Hal yang serupa terjadi pada ras Elf dan keturunannya. Mereka percaya adanya peristiwa kejatuhan para dewa, karena itulah mitos tentang asal-usul keberadaan mereka. Namun, para Elf lebih condong mendominasikan Dewa Frey sebagai dewa utama, sejajar dengan Dewa Lameth. Mereka yakin ada dewa lain di samping Theon dan Lameth yang masih duduk di tahta surga, itulah Dewa Frey. Karena kaum Elf cenderung dikucilkan dan mengucilkan diri, mereka tak bisa memenuhi kebutuhan kaumnya hanya dengan mengandalkan hasil pekerjaan manusia. Karena itu, kehidupan para Elf lekat dengan bercocok tanam. Dari sanalah, jelas mengapa mereka lebih mengutamakan Dewa Frey yang dalam peranannya adalah dewa penguasa cuaca.
Berbeda tipis dengan ras Abodh yang lebih mengutamakan Dewi Minith. Para Abodh mengetahui adanya Dewa Lameth, tapi mereka hanya menyembahnya sebagai dewa sampingan, seperti cara para pejuang menyembah Dewa Theon sebagai dewa sampingan pula. Menurut keyakinan kuno yang diturunkan oleh ketua-ketua suku Abodh di masa lalu, Dewi Minith-lah yang memelihara seluruh kesinambungan alam, sedangkan Dewa Lameth hanyalah pencipta, tanpa memikirkan kelangsungan ciptaannya. Para Abodh tidaklah percaya pada apa yang menjadi petaka di masa lampau, yakni kejatuhan para dewa dari surga. Kerabat mereka, para Burandal, lebih ekstrim lagi. Para Burandal sama sekali tak memiliki dewa ataupun dewi untuk disembah.
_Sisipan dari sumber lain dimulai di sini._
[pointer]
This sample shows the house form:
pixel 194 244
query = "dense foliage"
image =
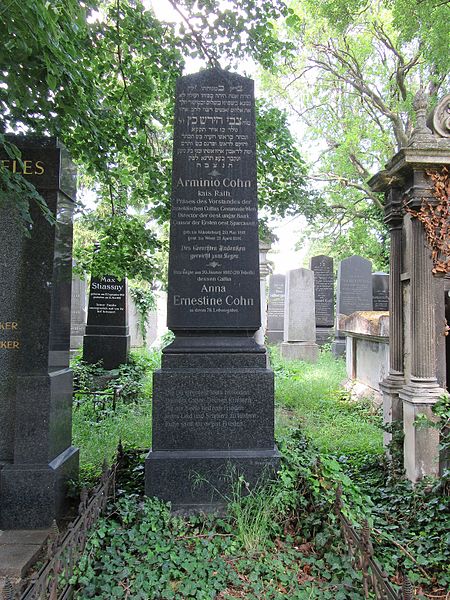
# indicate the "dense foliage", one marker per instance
pixel 350 89
pixel 101 76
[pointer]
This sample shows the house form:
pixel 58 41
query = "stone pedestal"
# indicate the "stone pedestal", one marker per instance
pixel 107 338
pixel 412 387
pixel 213 399
pixel 204 435
pixel 299 317
pixel 36 455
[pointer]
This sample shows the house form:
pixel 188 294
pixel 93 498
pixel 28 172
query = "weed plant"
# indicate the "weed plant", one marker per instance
pixel 311 395
pixel 98 430
pixel 141 551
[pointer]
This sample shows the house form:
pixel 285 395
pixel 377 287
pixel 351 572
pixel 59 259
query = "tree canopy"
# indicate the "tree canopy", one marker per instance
pixel 101 77
pixel 351 87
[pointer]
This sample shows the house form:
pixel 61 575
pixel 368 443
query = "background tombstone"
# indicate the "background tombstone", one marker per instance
pixel 36 456
pixel 275 309
pixel 322 266
pixel 213 399
pixel 107 337
pixel 264 271
pixel 299 317
pixel 380 291
pixel 354 293
pixel 135 325
pixel 78 313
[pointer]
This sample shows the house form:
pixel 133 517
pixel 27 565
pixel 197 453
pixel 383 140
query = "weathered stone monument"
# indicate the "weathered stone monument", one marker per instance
pixel 380 291
pixel 78 313
pixel 107 336
pixel 275 309
pixel 354 293
pixel 299 317
pixel 213 399
pixel 322 267
pixel 36 455
pixel 417 293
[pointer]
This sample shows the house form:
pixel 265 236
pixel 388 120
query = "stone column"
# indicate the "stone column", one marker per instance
pixel 422 391
pixel 391 386
pixel 264 272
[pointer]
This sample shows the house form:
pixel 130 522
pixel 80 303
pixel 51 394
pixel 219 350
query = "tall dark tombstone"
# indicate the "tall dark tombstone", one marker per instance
pixel 354 293
pixel 36 455
pixel 213 399
pixel 322 266
pixel 107 337
pixel 380 291
pixel 275 310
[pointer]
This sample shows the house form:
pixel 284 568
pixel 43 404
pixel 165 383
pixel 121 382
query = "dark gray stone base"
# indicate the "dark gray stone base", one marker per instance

Sekelebat raut wajah pesimis terlihat jelas di wajah Mérdanté. Di wajahnya yang telah mengering, walaupun rambutnya masih sedikit basah oleh siraman hujan. “Kemana lagi kita harus mencari, Cazar. Hujan semalam membuat jejak mereka pudar,” ucap Mérdanté mengkerutkan semangatnya.
“Terus cari, Mérdanté ! Bader penting bagi kita, Alexa penting bagi Enrico, kita jangan membiarkan seorang gadis terlalu lama berada di lingkungan para penyamun.”
Sudah beberapa langkah panjang yang menuntun mereka menyusuri Bukit Vallenor. Seluruh pakaian mereka telah tersiram hantaman air-air kecil dari langit. Bagi Ivander hal itu merupakan sesuatu yang berat, apalagi dinginnya malam ditambah langit berair. Tapi harapan kembali menyembul, samar-samar jejak para bandit tercium oleh Cazar, tepat dari depan.
Wajah Cazar mulai menunjukkan gairahnya kembali.
Langit mulai bersinar lagi ketika mereka berlalu dari Bukit Vallenor yang penuh dengan asap kawah-kawah belerang. Bebauan menyengat itu hampir saja membunuh mereka. Pada awalnya bukit itu mengharuskan mereka menanjak panjang di jalan berbatu terjal. Hingga setelahnya, mereka diharuskan untuk menapaki kepala bukit yang tak rata. Pepohonan berdaun tipis dan berakar kuat, berdiri jarang-jarang, jarak mereka berjauhan. Asap-asap putih selalu mengepul keluar dari balik kawah-kawah. Belum lagi ditambah oleh kabut tipis yang membungkus Bukit Vallenor.
Mereka menyadari kalau alam masih mendukung di belakang keyakinan mereka. Bukannya jejak itu yang kehilangan baunya, tapi bau belerang tadi yang telah melumat habis keberadaan jejak-jejak itu. Saat inilah mulai jelas, jalur tapak-tapak kuda para bandit, menuju Sladur. Di balik kabut pagi yang menguap, terlihat sebuah benteng nan megah, kota terdekat dari bukit Vallenor, Sladur. Terlihat sangat jauh dari atas, hanya berupa titik dengan menara-menara serupa garis.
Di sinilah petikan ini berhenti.